Han transcurrido 17 días en  el Juicio por Genocidio y delitos contra los deberes de humanidad en donde están siendo juzgados Efraín Ríos Montt  y José Rodríguez Sánchez.

Durante este tiempo hemos sido testigas y testigos de la fortaleza del pueblo Ixil. Ellas y ellos han contado a la Juez Jazmín Barrios, del Tribunal de Mayor riesgo A,  la historia y la verdad de todo un pueblo que sufrió el terror implementado por el Gobierno de Guatemala en los años 1982 y 1983. 

El debate por parte del Ministerio Público y la parte querellante ha demostrado los años de trabajo  que ha llevado todo este proceso.  Para  el pueblo Ixil como para las miles de personas víctimas del Genocidio  esto representa la oportunidad de nombrar la verdad y reivindicar la memoria. 

En varios testimonios lo han hecho saber: “Queremos Justicia”. Sobre todo porque esto representa un precedente en la historia del país, pero también, es el inicio  de un camino que lleva al pueblo a poder desenmascarar los poderes que siempre han sumido a Guatemala en el miedo, el dolor y la pobreza. 

Frente a la esperanza de  las personas presentes en la sala de audiencia que piden Justicia, está el otro lado: militares activos y retirados, sus familiares, el CaCIF y el gobierno actual, que quieren seguir negando que en el país hubo Genocidio. 

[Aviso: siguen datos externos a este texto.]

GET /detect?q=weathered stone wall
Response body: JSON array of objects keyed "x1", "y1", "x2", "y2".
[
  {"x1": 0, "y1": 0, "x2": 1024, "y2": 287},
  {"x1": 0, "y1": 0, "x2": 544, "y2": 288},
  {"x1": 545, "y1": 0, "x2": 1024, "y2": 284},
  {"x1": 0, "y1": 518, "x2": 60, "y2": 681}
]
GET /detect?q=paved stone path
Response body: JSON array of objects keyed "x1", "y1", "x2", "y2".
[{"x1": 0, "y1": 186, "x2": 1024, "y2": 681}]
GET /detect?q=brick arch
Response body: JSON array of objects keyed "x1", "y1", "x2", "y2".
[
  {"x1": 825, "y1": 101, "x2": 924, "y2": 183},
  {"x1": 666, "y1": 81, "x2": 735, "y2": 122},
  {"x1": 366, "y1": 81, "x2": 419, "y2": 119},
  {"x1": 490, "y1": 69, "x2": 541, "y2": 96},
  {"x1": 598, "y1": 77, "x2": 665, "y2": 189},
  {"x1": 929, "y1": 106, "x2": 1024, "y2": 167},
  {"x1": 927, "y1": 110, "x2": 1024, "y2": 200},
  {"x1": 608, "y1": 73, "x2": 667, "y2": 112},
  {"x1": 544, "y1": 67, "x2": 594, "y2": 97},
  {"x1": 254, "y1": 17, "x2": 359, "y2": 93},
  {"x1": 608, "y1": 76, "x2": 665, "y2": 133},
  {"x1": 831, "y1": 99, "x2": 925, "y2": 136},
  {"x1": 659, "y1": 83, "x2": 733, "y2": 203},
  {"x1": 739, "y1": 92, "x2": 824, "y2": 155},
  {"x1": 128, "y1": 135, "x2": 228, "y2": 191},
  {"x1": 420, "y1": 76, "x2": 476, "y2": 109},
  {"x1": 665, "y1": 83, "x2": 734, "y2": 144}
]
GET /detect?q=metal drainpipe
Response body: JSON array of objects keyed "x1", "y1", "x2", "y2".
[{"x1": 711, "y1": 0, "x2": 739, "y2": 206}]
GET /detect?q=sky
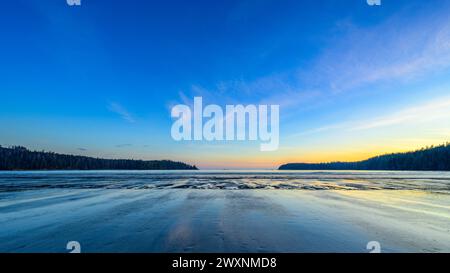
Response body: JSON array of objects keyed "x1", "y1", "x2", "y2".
[{"x1": 0, "y1": 0, "x2": 450, "y2": 169}]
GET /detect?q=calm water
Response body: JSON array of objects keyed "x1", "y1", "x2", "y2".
[{"x1": 0, "y1": 171, "x2": 450, "y2": 252}]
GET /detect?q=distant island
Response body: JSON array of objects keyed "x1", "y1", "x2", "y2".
[
  {"x1": 0, "y1": 146, "x2": 197, "y2": 170},
  {"x1": 278, "y1": 143, "x2": 450, "y2": 171}
]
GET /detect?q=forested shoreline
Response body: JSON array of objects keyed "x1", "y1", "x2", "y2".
[{"x1": 279, "y1": 143, "x2": 450, "y2": 171}]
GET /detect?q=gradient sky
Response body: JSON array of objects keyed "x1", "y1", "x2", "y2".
[{"x1": 0, "y1": 0, "x2": 450, "y2": 168}]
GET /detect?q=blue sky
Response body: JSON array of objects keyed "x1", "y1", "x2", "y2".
[{"x1": 0, "y1": 0, "x2": 450, "y2": 168}]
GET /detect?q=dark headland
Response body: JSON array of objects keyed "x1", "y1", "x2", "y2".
[
  {"x1": 0, "y1": 146, "x2": 197, "y2": 170},
  {"x1": 278, "y1": 143, "x2": 450, "y2": 171}
]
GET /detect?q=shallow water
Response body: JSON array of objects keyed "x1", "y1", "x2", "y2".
[{"x1": 0, "y1": 171, "x2": 450, "y2": 252}]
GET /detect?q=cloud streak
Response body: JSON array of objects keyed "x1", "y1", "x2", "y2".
[{"x1": 108, "y1": 102, "x2": 136, "y2": 123}]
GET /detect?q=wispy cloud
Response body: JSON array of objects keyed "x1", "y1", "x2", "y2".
[
  {"x1": 188, "y1": 5, "x2": 450, "y2": 109},
  {"x1": 116, "y1": 143, "x2": 133, "y2": 148},
  {"x1": 351, "y1": 98, "x2": 450, "y2": 130},
  {"x1": 108, "y1": 102, "x2": 136, "y2": 123},
  {"x1": 312, "y1": 7, "x2": 450, "y2": 93}
]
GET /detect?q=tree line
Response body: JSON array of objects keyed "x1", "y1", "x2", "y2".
[
  {"x1": 0, "y1": 146, "x2": 197, "y2": 170},
  {"x1": 279, "y1": 143, "x2": 450, "y2": 171}
]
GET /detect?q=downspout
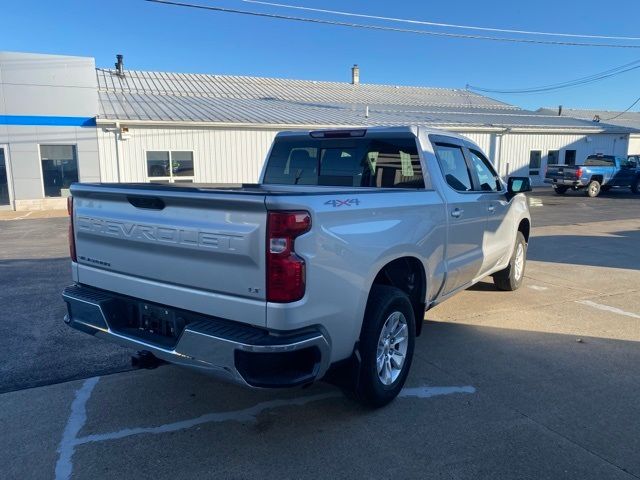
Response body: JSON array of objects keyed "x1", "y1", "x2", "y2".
[{"x1": 113, "y1": 121, "x2": 122, "y2": 183}]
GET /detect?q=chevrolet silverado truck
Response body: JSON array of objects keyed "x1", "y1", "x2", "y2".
[
  {"x1": 544, "y1": 155, "x2": 640, "y2": 197},
  {"x1": 63, "y1": 127, "x2": 531, "y2": 406}
]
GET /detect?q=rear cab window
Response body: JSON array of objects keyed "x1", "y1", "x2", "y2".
[
  {"x1": 263, "y1": 134, "x2": 431, "y2": 189},
  {"x1": 584, "y1": 155, "x2": 616, "y2": 167},
  {"x1": 433, "y1": 143, "x2": 473, "y2": 192}
]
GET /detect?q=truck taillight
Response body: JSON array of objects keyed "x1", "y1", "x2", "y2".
[
  {"x1": 267, "y1": 211, "x2": 311, "y2": 303},
  {"x1": 67, "y1": 197, "x2": 78, "y2": 262}
]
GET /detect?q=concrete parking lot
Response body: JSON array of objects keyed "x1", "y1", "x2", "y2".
[{"x1": 0, "y1": 190, "x2": 640, "y2": 479}]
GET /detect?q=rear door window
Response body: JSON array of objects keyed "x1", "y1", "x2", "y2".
[
  {"x1": 434, "y1": 143, "x2": 473, "y2": 192},
  {"x1": 264, "y1": 136, "x2": 430, "y2": 188},
  {"x1": 469, "y1": 149, "x2": 502, "y2": 192}
]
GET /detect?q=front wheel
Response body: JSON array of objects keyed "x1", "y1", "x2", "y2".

Mediante a los símbolos de miedo y de terror que siempre los han caracterizado, han lanzado una campaña mediática y política que  lleva como objetivo generar miedo, desinformación y polarización.

Este tipo de mensajes como el boletín “La Farsa del Genocidio”,  lanzada por la “fundación contra el terrorismo”  solo demuestran la falta de calidad y madurez política que se tiene, sobre todo porque ante un proceso legal que está siendo respetuoso, se lancen este tipo de campañas violentas. 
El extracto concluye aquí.